Biogenesis of ZnO nanoparticles using Pandanus odorifer leaf extract: anticancer and antimicrobial activities

Abstract

The continuously increasing incidence rates of cancer and infectious diseases are open threats to the sustainable survival of animals and humans. In the last two decades, the demands of nanomaterials as modern therapeutic agents have increased. In this study, biogenic zinc oxide nanoparticles (ZnO NPs) were developed from aqueous Pandanus odorifer leaf extract (POLE) and characterized using modern methods and tools, such as electron microscopy, X-ray diffraction, energy dispersive X-ray spectroscopy (EDX), Fourier transform infrared spectroscopy and UV-vis spectroscopy, which indicated the formation of very pure, spherical NPs approximately 90 nm in size. The anticancer activity of the ZnO NPs was evaluated by MTT and neutral red uptake (NRU) assays in MCF-7, HepG2 and A-549 cells at different doses (1, 2, 5, 10, 25, 50, 100 μg ml^-1). Moreover, the morphology of the treated cancer cells was examined by phase contrast microscopy. The results suggest that the synthesized ZnO NPs inhibited the growth of the cells when applied a concentration from 50-100 μg ml^-1. Moreover, the biogenic ZnO NPs were analysed as an antimicrobial agent against pathogenic bacteria. The highest antibacterial activity was observed against Gram-positive Bacillus subtilis (26 nm) and Gram-negative Escherichia coli (24 mm) at 50 μg per well. Complete bacterial growth (100%) vanished 100% upon treatment with ZnO NPs at 85 μg ml^-1. Overall, POLE mediated derived biogenic ZnO NPs could serve as a significant anticancer and antimicrobial agent and be used in the development of novel drugs and skin care products.

Fig. 1. (a) Typical X-ray diffraction (XRD) patterns of biogenic precursor and biogenic ZnO NPs after calcination at 400 °C and 600 °C. (b) UV-vis spectrum of biogenic ZnO NPs after calcination at 600 °C. (c) FTIR spectrum of biogenic ZnO NPs after calcination at 600 °C.

Fig. 2. Amorphous biogenic ZnO materials (a) FESEM image with high magnification (b) their corresponding EDX spectrum with elemental composition.
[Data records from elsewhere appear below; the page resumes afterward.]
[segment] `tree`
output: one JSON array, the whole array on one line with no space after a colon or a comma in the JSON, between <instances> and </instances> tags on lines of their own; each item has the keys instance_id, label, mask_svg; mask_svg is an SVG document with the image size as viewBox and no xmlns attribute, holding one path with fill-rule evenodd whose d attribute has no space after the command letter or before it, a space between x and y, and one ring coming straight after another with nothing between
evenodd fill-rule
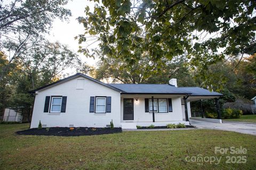
<instances>
[{"instance_id":1,"label":"tree","mask_svg":"<svg viewBox=\"0 0 256 170\"><path fill-rule=\"evenodd\" d=\"M31 47L38 38L47 33L53 20L67 20L71 15L69 10L62 6L67 0L13 0L3 5L0 11L0 48L9 52L11 64ZM38 38L39 37L39 38ZM0 80L10 64L6 64L0 74Z\"/></svg>"},{"instance_id":2,"label":"tree","mask_svg":"<svg viewBox=\"0 0 256 170\"><path fill-rule=\"evenodd\" d=\"M179 86L195 86L186 61L177 57L172 62L166 60L153 63L150 57L142 57L133 65L127 64L121 58L102 57L98 63L95 78L112 82L124 83L167 83L171 78L178 78Z\"/></svg>"},{"instance_id":3,"label":"tree","mask_svg":"<svg viewBox=\"0 0 256 170\"><path fill-rule=\"evenodd\" d=\"M21 71L29 76L28 90L58 80L59 74L65 69L76 67L81 62L77 55L67 45L48 41L35 44L22 54L19 60L23 66Z\"/></svg>"},{"instance_id":4,"label":"tree","mask_svg":"<svg viewBox=\"0 0 256 170\"><path fill-rule=\"evenodd\" d=\"M225 56L256 52L255 6L249 0L102 1L78 18L85 32L76 38L85 55L129 65L146 56L161 63L188 54L191 66L205 78L207 66ZM83 46L92 40L99 41L99 49Z\"/></svg>"},{"instance_id":5,"label":"tree","mask_svg":"<svg viewBox=\"0 0 256 170\"><path fill-rule=\"evenodd\" d=\"M2 54L0 71L10 64ZM1 81L0 107L2 112L6 106L22 107L23 116L28 121L34 97L28 92L59 80L65 69L76 67L80 63L77 55L66 45L48 41L35 44L15 62L15 65L12 63L9 65Z\"/></svg>"}]
</instances>

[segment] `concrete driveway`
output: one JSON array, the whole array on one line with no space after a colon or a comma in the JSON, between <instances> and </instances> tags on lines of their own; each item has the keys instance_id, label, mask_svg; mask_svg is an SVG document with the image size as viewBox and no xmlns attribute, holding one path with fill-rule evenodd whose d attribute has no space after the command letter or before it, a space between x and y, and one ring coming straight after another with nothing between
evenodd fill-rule
<instances>
[{"instance_id":1,"label":"concrete driveway","mask_svg":"<svg viewBox=\"0 0 256 170\"><path fill-rule=\"evenodd\" d=\"M256 135L256 123L237 122L216 123L194 120L190 120L189 122L198 129L220 130Z\"/></svg>"}]
</instances>

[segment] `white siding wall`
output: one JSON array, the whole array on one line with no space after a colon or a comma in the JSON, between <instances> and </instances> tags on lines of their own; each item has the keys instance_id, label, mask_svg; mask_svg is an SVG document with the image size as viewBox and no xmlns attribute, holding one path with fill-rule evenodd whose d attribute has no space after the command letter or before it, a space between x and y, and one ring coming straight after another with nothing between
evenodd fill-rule
<instances>
[{"instance_id":1,"label":"white siding wall","mask_svg":"<svg viewBox=\"0 0 256 170\"><path fill-rule=\"evenodd\" d=\"M81 83L77 88L77 79L84 79L84 87ZM45 96L67 96L66 113L51 114L44 113ZM90 96L111 96L111 113L90 113ZM106 127L111 119L115 127L120 127L120 93L107 87L85 79L77 77L39 91L36 95L31 128L37 128L39 120L47 127Z\"/></svg>"},{"instance_id":2,"label":"white siding wall","mask_svg":"<svg viewBox=\"0 0 256 170\"><path fill-rule=\"evenodd\" d=\"M170 122L170 121L182 121L182 114L181 109L181 100L180 96L154 96L155 98L172 98L172 112L166 113L155 113L155 122ZM152 122L152 113L145 112L145 98L150 98L151 96L124 96L121 97L121 122ZM123 120L123 99L124 98L133 98L134 106L134 120L133 121L124 121ZM135 99L138 99L137 101Z\"/></svg>"}]
</instances>

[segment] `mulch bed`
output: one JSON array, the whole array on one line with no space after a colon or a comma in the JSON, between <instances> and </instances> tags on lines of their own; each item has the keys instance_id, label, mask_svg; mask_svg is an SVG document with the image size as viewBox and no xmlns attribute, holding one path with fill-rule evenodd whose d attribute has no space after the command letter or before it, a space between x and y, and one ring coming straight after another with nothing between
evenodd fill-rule
<instances>
[{"instance_id":1,"label":"mulch bed","mask_svg":"<svg viewBox=\"0 0 256 170\"><path fill-rule=\"evenodd\" d=\"M115 128L110 129L98 128L74 128L73 130L70 130L70 128L42 128L38 129L37 128L33 128L25 130L18 131L16 132L18 134L25 135L54 135L54 136L82 136L91 135L103 134L111 134L122 132L122 128Z\"/></svg>"},{"instance_id":2,"label":"mulch bed","mask_svg":"<svg viewBox=\"0 0 256 170\"><path fill-rule=\"evenodd\" d=\"M193 125L186 125L186 128L194 128L194 126ZM139 129L168 129L166 126L155 126L153 128L149 128L148 126L142 126ZM185 128L178 128L178 129L185 129Z\"/></svg>"}]
</instances>

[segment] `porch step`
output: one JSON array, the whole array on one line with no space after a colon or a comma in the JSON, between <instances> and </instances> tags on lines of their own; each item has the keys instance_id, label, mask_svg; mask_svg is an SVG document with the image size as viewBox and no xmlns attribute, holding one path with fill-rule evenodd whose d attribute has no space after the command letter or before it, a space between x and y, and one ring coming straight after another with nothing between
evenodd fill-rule
<instances>
[{"instance_id":1,"label":"porch step","mask_svg":"<svg viewBox=\"0 0 256 170\"><path fill-rule=\"evenodd\" d=\"M137 123L133 122L124 122L121 123L122 129L137 129Z\"/></svg>"}]
</instances>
Fig. 3. Change in morphological structure of MCF-7, HepG-2 and A-549 cells following the exposure of variable dose of ZnO nanocrystals for 24 h. Images were captured under the phase contrast inverted microscope at 20× magnification. *p < 0.05, **p < 0.001 versus control.

Fig. 4. Cytotoxicity in MCF-7 cells; HepG2 cells; and A549 cell detection by MTT assay. Cells were exposed to different dose (1–100 μg ml⁻¹) ZnO for 24 h. Each data values are mean ± SE of three independent experiments. *p < 0.05, **p < 0.001 versus control.

Fig. 5. Cytotoxicity in MCF-7 cells; HepG2 cells; and A549 cells during neutral red uptake (NRU) assay. All the cells were exposed to different dose (1–100 μg ml⁻¹) of ZnO for 24 h. Values are mean ± SE of three independent experiments. *p < 0.05, **p < 0.001 versus control.

Fig. 6. The apoptotic effect of biosynthesized ZnO NPs at 100 μg ml⁻¹ concentration after 48 h incubation, using Annexin V-FITC/PI staining of tested MCF-7, HepG2, and A549 cancer cell line. Here dots represent cells as follows: lower right quadrant, early apoptotic cells (FITC⁺/PI⁻); lower left quadrant, normal cells (FITC⁻/PI⁻); upper right quadrant, late apoptotic cells (FITC⁺/PI⁺); upper left quadrant, necrotic cells (FITC⁻/PI⁺).

Fig. 7. (a) Effect of ZnO NPs on the growth of Gram-positive (B. subtilis) and Gram-negative (E. coli) bacteria. (b) Zone inhibition image of (i) B. subtilis and (ii) E. coli in the presence of biogenic ZnO loaded in the wells of medium plate.

Fig. 8. Scanning electron microscopy imaging at different resolution of partial damage and distorted cells of both bacterial cultures of E. coli at 2000× (a) 7000× (b) 15 000 (c) and B. subtilis at 2000× (d) 7000× (e) and 15 000× (f), treated with 75 μg ml⁻¹ ZnO NPs in growing media and after 8 h incubation at 37 °C.